Creating and refining a process for assessing school performance

How will your team know if its efforts are successful? Will you define your success by the school’s mean proficiency score, or some other way? How will you ensure your team is accountable for meeting the mission, vision, values, and goals it establishes?

In Trusting Teachers with School Success, Kim Farris-Berg, Edward J. Dirkswager, and Amy Junge suggest that one way teams can determine their success is to measure the extent to which they are emulating the cultural characteristics of high-performing organizations. Teams can use the survey in Appendix C of that book to determine whether individual members believe the team is emulating those characteristics, and then use those findings to guide improvement.

Teachers can also draw on their evaluations, test scores, measurements of student engagement, and other indicators of student, teacher, and team success. The key is to be open and committed to a process of inquiry, discussion, and improvement.

There are many ways to approach this work. Teams could have a committee dedicated to assessing whole school success that occasionally meets with individuals and the entire team. Teams could also delegate aspects of assessment to grade-level or subject-area teams that meet regularly about student and teacher assessments. Another option is to create a committee dedicated to measuring and analyzing your team’s overall performance, informed by the grade-level or subject area teams.

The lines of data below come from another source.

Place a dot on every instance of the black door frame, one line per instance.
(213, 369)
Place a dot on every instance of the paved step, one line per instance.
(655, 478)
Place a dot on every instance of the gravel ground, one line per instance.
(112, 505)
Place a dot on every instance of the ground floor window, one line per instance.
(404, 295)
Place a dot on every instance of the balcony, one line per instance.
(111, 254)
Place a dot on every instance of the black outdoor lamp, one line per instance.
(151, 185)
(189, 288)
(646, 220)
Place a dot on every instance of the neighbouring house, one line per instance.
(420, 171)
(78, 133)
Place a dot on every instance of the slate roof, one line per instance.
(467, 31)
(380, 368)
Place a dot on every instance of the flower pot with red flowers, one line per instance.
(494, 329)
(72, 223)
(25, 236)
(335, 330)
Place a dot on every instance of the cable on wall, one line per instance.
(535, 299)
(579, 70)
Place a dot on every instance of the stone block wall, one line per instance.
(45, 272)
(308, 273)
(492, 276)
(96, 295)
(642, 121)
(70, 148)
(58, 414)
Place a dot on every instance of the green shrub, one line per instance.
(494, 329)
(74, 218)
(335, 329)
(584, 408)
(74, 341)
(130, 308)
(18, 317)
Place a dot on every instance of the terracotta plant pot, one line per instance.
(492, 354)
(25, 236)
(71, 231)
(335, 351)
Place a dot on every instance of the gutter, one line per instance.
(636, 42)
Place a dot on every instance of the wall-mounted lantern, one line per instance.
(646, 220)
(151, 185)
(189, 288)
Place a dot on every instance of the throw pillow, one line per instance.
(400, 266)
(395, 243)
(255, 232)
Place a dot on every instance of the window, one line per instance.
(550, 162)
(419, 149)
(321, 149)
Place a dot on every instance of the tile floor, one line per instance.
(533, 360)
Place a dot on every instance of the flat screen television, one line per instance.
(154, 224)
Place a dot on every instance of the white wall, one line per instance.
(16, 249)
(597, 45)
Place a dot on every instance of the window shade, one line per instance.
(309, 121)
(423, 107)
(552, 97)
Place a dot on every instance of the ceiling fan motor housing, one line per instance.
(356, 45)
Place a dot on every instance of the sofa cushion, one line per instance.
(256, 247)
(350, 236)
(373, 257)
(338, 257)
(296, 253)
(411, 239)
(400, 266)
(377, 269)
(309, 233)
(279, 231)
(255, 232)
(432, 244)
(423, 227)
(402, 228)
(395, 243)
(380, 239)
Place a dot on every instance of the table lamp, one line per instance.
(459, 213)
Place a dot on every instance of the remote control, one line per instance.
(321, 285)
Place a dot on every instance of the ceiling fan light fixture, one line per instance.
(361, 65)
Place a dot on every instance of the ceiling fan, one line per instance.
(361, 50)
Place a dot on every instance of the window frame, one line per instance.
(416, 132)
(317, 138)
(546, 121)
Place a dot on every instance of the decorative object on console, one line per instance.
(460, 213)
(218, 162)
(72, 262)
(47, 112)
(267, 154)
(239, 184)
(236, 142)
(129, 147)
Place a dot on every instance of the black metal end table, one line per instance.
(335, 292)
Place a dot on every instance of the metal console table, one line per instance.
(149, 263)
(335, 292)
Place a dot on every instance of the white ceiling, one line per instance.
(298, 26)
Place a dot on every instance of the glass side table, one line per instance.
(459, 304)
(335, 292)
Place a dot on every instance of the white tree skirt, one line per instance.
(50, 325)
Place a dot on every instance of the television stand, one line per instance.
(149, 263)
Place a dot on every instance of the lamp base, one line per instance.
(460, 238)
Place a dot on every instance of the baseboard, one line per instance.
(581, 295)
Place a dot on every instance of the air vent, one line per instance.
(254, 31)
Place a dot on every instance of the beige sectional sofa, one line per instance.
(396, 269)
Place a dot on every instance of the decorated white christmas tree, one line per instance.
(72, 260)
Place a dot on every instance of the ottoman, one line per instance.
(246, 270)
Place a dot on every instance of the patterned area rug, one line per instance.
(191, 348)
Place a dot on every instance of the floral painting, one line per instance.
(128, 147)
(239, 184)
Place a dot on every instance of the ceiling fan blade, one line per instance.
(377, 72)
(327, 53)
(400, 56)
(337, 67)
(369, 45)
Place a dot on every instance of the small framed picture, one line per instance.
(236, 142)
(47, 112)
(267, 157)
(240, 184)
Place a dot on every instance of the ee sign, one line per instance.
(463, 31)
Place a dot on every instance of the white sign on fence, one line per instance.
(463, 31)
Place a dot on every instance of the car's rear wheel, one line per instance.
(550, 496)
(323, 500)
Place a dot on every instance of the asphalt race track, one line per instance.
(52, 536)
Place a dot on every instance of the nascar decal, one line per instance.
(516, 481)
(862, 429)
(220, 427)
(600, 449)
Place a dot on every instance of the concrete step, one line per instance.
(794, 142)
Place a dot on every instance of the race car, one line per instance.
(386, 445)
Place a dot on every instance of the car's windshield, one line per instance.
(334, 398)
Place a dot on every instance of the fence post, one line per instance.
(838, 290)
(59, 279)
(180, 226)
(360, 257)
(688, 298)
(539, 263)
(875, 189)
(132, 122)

After your team determines how it will assess performance, and after you conduct your process, you will need to determine how to report your findings. Some teams only report what their states and school districts require. Others produce annual reports with that data, plus additional data and stories that are consistent with the team’s values to broaden the definition of achievement and assessment. Examples of each are in the resources below.

Author tip

Revisit the Storming stage steps designing assessment of student learning and determining an approach to evaluation and tenure to refresh your memory about the ways in which teams assess teacher and student performance. Those processes and tools might influence your team’s approach to assessing school performance.

Resources

Tools for reporting school performance

Avalon School (St. Paul, MN): 2018-2019 Annual Report

Annual Report. The Avalon team presents its traditional data, its school climate data, its innovative practices, its financial status, its future plans, and how it is addressing program challenges (such as institutional racism).

Tools for assessing school performance

Trusting Teachers with School Success: What Happens When Teachers Call the Shots, Appendix C

Book. Appendix C is a survey instrument that teacher-powered schools can use to measure the extent to which they are emulating the cultural characteristics of high-performing organizations.

Assessment Tool For Observing Advisory/Classroom Culture

Rubric. This rubric developed by Phoenix High School teachers helps the teacher team to determine if their advisories (mixed-grade groupings of students who share a teacher-advisor) have the kind of culture they set-out to cultivate, and encourages implications for future practice.

The Hope Survey

Website. The Hope Survey assesses students’ non-academic outcomes, such as self-efficacy, optimism, and problem solving ability so teams can evaluate what the school needs to adjust to better help its students improve these outcomes.

Innovative Schools Network: Wisconsin Teacher-Powered Schools Sample Resources for Measuring Success

Website. This website contains links to a number of parent and student survey documents from teacher-powered schools (High Marq, Valley New, and Wildlands) which they use as part of their strategy to measure success.